You’re Grinding the Coffee Too Finely
While the best espresso is made from finely ground coffee beans, you shouldn’t apply the same principle to making black coffee, especially if you don’t like bitter coffee.
Finely ground coffee beans will release their flavors in the water much faster, increasing the chances of over-extraction.
Black coffee is usually made with the pour-over method, and medium ground beans are ideal for getting all the flavors from the beans without extracting too much bitterness.
However, black coffee will still retain some bitterness even if you’re using coarsely ground beans.
If you have the right coffee grinder, this won’t be a prevalent problem.
You’re Using Darker Roast Coffee
Black coffee is made using dark roast beans, but that doesn’t mean you can experiment with medium and light roast beans if you don’t like your coffee bitter.
While making proper black coffee with lightly roasted beans is almost impossible, you can still experiment with a medium roast.
Darker roasted beans are often burnt, and this adds to the bitterness.
You may also not get the same flavors from dark roasted coffee as you would with medium roasted beans, especially if the beans are over-roasted.
You Aren’t Brewing the Coffee Properly
If you ask any good barista why your coffee is bitter, they’ll probably tell you that you aren’t brewing it properly.
Brewing the perfect coffee is all about recognizing fine margins, so there’s no harm in experimenting until you perfect the technique.
One thing that most people overlook is the brewing temperature. The ideal brewing temperature for coffee is around 200°F (93°C).
If you’re brewing coffee with boiling water, you’ll get a bitter taste. Instead, the water should be just hot enough to extract the natural sugars from the ground coffee beans without extracting the bitter flavor.
Also, make sure to check that your equipment is clean, you’re using mineral water or tap water (not distilled water), and that you’re using high-quality coffee beans if you want to make black coffee that’s not too bitter.
How To Reduce Bitterness of Black Coffee
Even though most people can handle a strong cup of Joe, there’s nothing worse than having black coffee that’s too bitter to start your day with.
That being said, less than 15% of the bitterness is caused by the coffee beans – the rest is dependent on how you brew your coffee.
Here are some ways to reduce the bitterness of your brew:
Use Medium Roast Coffee Beans
Dark roast coffee doesn’t have the same flavor as light or medium roast coffee and is usually more bitter.
However, it’s difficult to brew pure black coffee with lightly roasted coffee grounds, so you’ll have to use medium roast coffee instead.
The easiest way to avoid over-extraction when making black coffee is to be precise when measuring how much water you’re using. If your coffee is too bitter, use less water.
Also, use medium-ground coffee beans instead of finely ground ones to reduce the coffee’s bitterness.

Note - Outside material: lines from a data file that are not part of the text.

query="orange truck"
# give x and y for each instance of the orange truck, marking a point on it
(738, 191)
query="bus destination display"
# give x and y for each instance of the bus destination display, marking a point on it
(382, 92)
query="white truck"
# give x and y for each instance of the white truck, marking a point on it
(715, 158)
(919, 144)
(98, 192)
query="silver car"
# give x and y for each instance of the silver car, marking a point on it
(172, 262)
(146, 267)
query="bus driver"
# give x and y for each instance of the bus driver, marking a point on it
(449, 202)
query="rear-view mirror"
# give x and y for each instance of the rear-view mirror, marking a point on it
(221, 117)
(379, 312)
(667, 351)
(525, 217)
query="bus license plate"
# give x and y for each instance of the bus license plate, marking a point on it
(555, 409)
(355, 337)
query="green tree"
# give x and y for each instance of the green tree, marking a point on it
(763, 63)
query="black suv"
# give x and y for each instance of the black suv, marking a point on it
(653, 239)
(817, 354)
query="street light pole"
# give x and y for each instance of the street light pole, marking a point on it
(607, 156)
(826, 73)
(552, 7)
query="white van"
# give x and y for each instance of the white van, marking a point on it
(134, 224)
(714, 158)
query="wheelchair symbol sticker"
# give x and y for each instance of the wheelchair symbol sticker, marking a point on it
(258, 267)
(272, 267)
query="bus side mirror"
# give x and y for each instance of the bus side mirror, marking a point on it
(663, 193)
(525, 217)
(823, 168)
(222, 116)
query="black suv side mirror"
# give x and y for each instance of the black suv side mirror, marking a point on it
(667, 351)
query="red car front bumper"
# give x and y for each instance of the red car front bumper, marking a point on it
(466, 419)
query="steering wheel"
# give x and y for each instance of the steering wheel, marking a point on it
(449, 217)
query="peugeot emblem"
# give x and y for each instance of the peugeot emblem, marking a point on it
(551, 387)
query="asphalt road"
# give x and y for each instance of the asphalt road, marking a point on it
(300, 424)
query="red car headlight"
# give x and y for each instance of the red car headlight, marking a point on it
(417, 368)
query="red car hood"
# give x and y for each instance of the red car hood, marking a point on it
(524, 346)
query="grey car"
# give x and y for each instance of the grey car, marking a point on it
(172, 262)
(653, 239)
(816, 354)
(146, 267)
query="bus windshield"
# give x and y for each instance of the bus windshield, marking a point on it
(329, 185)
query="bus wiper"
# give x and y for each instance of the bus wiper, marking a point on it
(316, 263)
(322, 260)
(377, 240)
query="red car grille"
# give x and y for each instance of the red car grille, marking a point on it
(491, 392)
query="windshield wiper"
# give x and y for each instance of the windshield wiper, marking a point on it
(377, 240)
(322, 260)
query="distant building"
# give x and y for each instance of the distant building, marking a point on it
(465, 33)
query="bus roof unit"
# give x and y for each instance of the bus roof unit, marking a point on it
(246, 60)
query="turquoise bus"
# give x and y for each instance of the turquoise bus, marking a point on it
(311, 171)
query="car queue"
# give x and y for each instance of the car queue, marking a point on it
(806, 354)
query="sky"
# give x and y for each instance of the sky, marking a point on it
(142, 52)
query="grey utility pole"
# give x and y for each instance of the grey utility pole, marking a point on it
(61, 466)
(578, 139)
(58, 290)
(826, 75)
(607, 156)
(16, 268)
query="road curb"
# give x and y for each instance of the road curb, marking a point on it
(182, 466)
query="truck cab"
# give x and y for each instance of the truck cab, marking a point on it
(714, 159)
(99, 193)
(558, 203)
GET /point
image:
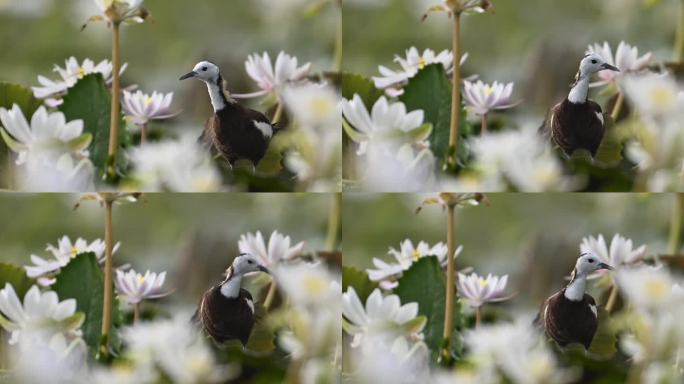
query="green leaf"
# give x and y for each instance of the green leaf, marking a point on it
(358, 279)
(90, 101)
(364, 87)
(16, 277)
(430, 91)
(83, 280)
(23, 96)
(424, 284)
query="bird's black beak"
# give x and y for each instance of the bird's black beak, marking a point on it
(605, 266)
(188, 75)
(608, 66)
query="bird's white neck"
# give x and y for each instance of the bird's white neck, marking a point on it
(231, 288)
(218, 100)
(578, 93)
(575, 290)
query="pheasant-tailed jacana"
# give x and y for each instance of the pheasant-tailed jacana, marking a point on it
(577, 122)
(570, 315)
(226, 311)
(235, 131)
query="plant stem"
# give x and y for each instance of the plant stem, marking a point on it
(455, 90)
(612, 298)
(679, 38)
(270, 295)
(116, 107)
(618, 106)
(334, 219)
(450, 284)
(674, 242)
(108, 291)
(483, 130)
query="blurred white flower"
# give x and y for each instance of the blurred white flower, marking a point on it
(141, 107)
(516, 350)
(520, 158)
(177, 348)
(48, 138)
(405, 256)
(478, 290)
(43, 269)
(626, 58)
(278, 249)
(135, 287)
(39, 312)
(482, 98)
(308, 284)
(121, 10)
(271, 78)
(387, 125)
(621, 252)
(393, 81)
(52, 90)
(381, 315)
(174, 165)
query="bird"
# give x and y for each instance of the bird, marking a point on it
(570, 315)
(235, 131)
(226, 310)
(577, 122)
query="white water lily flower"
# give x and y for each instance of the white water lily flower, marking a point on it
(381, 315)
(626, 59)
(279, 247)
(405, 256)
(44, 269)
(620, 253)
(385, 125)
(271, 78)
(52, 90)
(174, 165)
(39, 311)
(482, 98)
(478, 290)
(47, 138)
(134, 287)
(141, 107)
(392, 81)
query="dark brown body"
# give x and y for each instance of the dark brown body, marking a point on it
(575, 126)
(567, 321)
(226, 319)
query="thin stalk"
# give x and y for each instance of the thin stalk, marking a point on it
(108, 291)
(679, 37)
(483, 130)
(450, 284)
(116, 107)
(674, 242)
(618, 106)
(334, 220)
(455, 89)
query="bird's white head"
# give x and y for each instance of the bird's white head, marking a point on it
(205, 71)
(246, 263)
(588, 263)
(592, 63)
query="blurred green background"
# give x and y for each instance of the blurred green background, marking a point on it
(535, 43)
(192, 236)
(36, 34)
(532, 237)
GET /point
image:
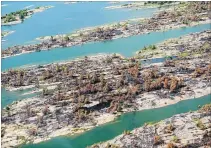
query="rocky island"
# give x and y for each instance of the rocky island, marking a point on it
(143, 5)
(184, 14)
(188, 130)
(19, 16)
(6, 33)
(78, 95)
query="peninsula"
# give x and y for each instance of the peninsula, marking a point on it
(78, 95)
(19, 16)
(144, 5)
(191, 129)
(6, 33)
(183, 15)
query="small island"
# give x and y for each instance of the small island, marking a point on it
(183, 15)
(78, 95)
(144, 5)
(6, 33)
(188, 130)
(19, 16)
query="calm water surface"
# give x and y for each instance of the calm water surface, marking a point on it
(127, 121)
(67, 18)
(63, 18)
(125, 46)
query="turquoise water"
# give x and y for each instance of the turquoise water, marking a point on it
(127, 121)
(125, 46)
(63, 18)
(8, 97)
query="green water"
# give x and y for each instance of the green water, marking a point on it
(125, 46)
(8, 97)
(127, 121)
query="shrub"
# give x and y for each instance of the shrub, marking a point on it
(157, 140)
(175, 139)
(171, 145)
(200, 125)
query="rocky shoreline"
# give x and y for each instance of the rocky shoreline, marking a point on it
(18, 17)
(173, 18)
(143, 5)
(6, 33)
(75, 96)
(191, 129)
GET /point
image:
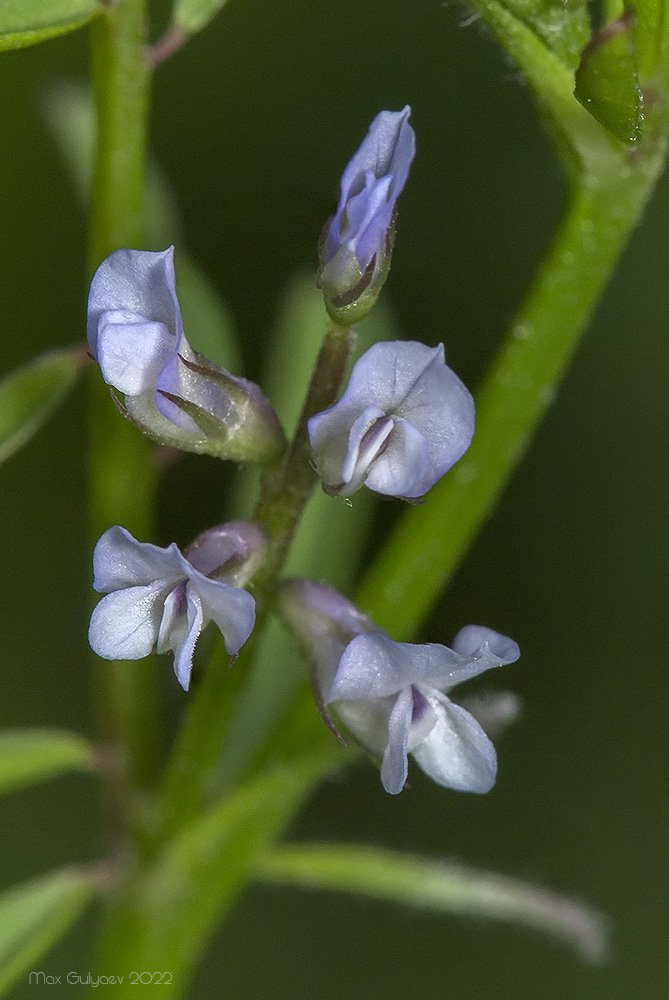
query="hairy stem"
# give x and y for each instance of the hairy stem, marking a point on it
(122, 476)
(427, 545)
(286, 489)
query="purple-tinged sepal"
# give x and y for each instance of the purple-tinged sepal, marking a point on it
(160, 598)
(403, 421)
(171, 393)
(357, 242)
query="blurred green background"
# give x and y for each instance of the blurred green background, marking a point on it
(253, 122)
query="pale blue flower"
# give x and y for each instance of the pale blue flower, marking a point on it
(403, 421)
(159, 597)
(357, 242)
(393, 696)
(170, 392)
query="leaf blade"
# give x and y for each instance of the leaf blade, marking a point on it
(31, 755)
(35, 915)
(607, 83)
(32, 392)
(27, 22)
(447, 887)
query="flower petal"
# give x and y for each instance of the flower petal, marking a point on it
(457, 753)
(394, 768)
(132, 350)
(125, 624)
(387, 149)
(481, 649)
(402, 469)
(231, 608)
(139, 281)
(121, 561)
(183, 651)
(373, 666)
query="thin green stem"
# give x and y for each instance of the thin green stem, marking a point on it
(417, 560)
(285, 492)
(122, 477)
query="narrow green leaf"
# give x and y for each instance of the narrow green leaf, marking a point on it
(578, 138)
(448, 887)
(192, 15)
(31, 755)
(563, 25)
(35, 915)
(202, 870)
(607, 82)
(30, 394)
(26, 22)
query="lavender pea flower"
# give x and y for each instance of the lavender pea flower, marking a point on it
(176, 396)
(393, 696)
(159, 597)
(357, 242)
(403, 421)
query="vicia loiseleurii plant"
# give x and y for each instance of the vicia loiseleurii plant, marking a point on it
(198, 797)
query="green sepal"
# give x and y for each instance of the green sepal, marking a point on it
(31, 755)
(607, 81)
(29, 395)
(34, 916)
(26, 22)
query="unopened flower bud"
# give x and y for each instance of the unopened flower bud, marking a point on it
(357, 243)
(174, 395)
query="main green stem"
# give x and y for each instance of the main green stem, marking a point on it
(429, 542)
(285, 492)
(122, 477)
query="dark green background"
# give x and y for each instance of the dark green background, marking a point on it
(253, 123)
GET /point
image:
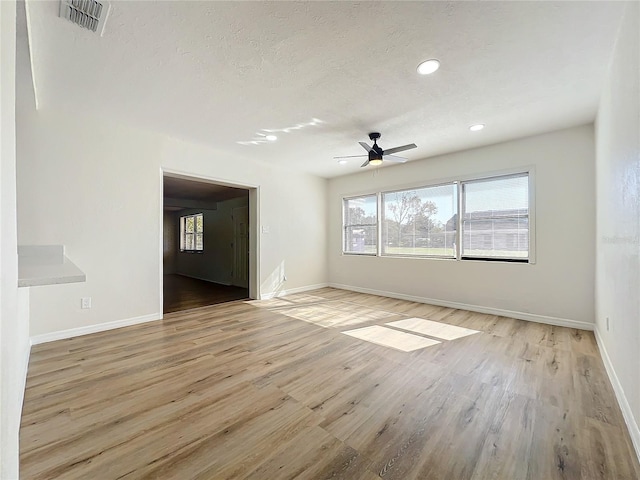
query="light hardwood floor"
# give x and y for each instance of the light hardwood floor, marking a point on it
(274, 390)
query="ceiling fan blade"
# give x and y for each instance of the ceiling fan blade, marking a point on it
(365, 146)
(400, 149)
(394, 158)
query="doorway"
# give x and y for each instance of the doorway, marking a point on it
(207, 243)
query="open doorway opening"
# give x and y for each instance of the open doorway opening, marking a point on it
(206, 243)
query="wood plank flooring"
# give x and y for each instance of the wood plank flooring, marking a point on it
(185, 293)
(274, 390)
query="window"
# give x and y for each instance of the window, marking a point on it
(420, 222)
(192, 233)
(360, 224)
(478, 219)
(495, 223)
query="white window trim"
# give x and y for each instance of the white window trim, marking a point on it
(183, 233)
(528, 170)
(382, 218)
(377, 225)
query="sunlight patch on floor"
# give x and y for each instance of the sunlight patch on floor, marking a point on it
(335, 314)
(387, 337)
(443, 331)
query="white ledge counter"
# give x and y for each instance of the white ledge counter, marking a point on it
(46, 265)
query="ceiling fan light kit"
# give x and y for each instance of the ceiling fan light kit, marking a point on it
(376, 155)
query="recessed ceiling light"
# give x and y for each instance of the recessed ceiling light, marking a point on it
(429, 66)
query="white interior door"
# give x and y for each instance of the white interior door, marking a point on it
(240, 274)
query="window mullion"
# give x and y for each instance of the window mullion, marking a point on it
(459, 234)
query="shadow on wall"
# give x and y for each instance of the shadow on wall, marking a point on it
(273, 286)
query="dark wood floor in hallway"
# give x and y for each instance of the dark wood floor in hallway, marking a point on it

Find the perfect balance that gives you great-tasting coffee, and stick to your method.
Use Fresh Coffee Beans
If your coffee tastes bland and bitter, you may have stored it for too long.
Fresh coffee has a distinct taste and will release more flavors than coffee that’s been stored for several months.
If you don’t drink coffee regularly, buy less coffee so you don’t have to store it for too long.
Use High-Quality Coffee Beans
The next time you’re buying coffee, don’t go for the cheapest option available. While Arabica beans are more expensive than other types, they also pack the most natural flavors and are less bitter.
Find a brand and coffee type that suits your taste and stick to it. While there’s no harm in experimenting, you should have a set selection that you can rely on for the perfect morning coffee every time.
While all coffee is slightly bitter, black coffee that’s too bitter can ruin your day.
Some of the bitterness is caused by how the coffee beans were grown and processed, but it mostly has to do with the brewing method that you use.
To get sweeter, more balanced black coffee, use high-quality beans and make sure they’re fresh.
Alternatively, you can opt for medium ground coffee beans.
Also, brew your coffee at the ideal temperature and avoid over-extraction for sweeter black coffee.